Phillips Exeter Academy psychologist Dr. Christopher Thurber studied homesickness in 329 boys between the ages of 8 and 16 at resident camp. According to his results, homesickness is the norm rather than the exception. A whopping 83 percent of the campers studied reported homesickness on at least one day of camp.
Thurber and the American Camp Association (ACA) suggest the following tips for parents to help their child deal with homesickness at summer camp:
- Encourage your child's independence throughout the year. Practice separations, such as sleepovers at a friend's house, can simulate the camp environment.
- Involve your child in the process of choosing a camp. The more that the child owns the decision, the more comfortable the child will feel being at camp.
- Discuss what camp will be like before your child leaves.

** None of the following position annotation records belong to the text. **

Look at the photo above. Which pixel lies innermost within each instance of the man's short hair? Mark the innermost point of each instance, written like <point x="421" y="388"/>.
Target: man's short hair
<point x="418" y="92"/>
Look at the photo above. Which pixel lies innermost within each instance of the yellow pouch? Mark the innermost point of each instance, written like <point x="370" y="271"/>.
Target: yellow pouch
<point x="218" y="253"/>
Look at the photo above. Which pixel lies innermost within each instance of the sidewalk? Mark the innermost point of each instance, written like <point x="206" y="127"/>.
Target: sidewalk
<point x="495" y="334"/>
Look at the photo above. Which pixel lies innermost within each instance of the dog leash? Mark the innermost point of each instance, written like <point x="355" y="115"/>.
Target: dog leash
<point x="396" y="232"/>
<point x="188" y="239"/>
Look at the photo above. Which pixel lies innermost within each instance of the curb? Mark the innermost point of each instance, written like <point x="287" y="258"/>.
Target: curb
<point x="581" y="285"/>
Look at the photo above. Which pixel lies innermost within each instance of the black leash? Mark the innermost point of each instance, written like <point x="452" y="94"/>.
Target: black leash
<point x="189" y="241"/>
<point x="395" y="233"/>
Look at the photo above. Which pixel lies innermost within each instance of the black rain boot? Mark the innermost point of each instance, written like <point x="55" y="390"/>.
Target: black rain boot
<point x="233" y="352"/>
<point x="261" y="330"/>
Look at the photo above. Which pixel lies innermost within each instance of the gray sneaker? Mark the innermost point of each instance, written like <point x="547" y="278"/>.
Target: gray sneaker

Consider role-playing anticipated situations, such as using a flashlight to find the bathroom.
- Reach an agreement ahead of time on calling each other. If your child's camp has a no-phone-calls policy, honor it.
- Send a note or care package ahead of time to arrive the first day of camp. Acknowledge, in a positive way, that you will miss your child. For example, you can say "I am going to miss you, but I know that you will have a good time at camp."
- Don't bribe. Linking a successful stay at camp to a material object sends the wrong message. The reward should be your child's new found confidence and independence.
- Pack a personal item from home, such as a stuffed animal.
- When a "rescue call" comes from the child, offer calm reassurance and put the time frame into perspective. Avoid the temptation to take the child home early.
- Talk candidly with the camp director to obtain his/her perspective on your child's adjustment.
- Don't feel guilty about encouraging your child to stay at camp. For many children, camp is a first step toward independence and plays an important role in their growth and development.
- Trust your instincts. While most incidents of homesickness will pass in a day or two, Thurber's research shows that approximately seven percent of the cases are severe. If your child is not eating or sleeping because of anxiety or depression, it is time to go home. However, don't make your child feel like a failure if their stay at camp is cut short. Focus on the positive and encourage your child to try camp again next year.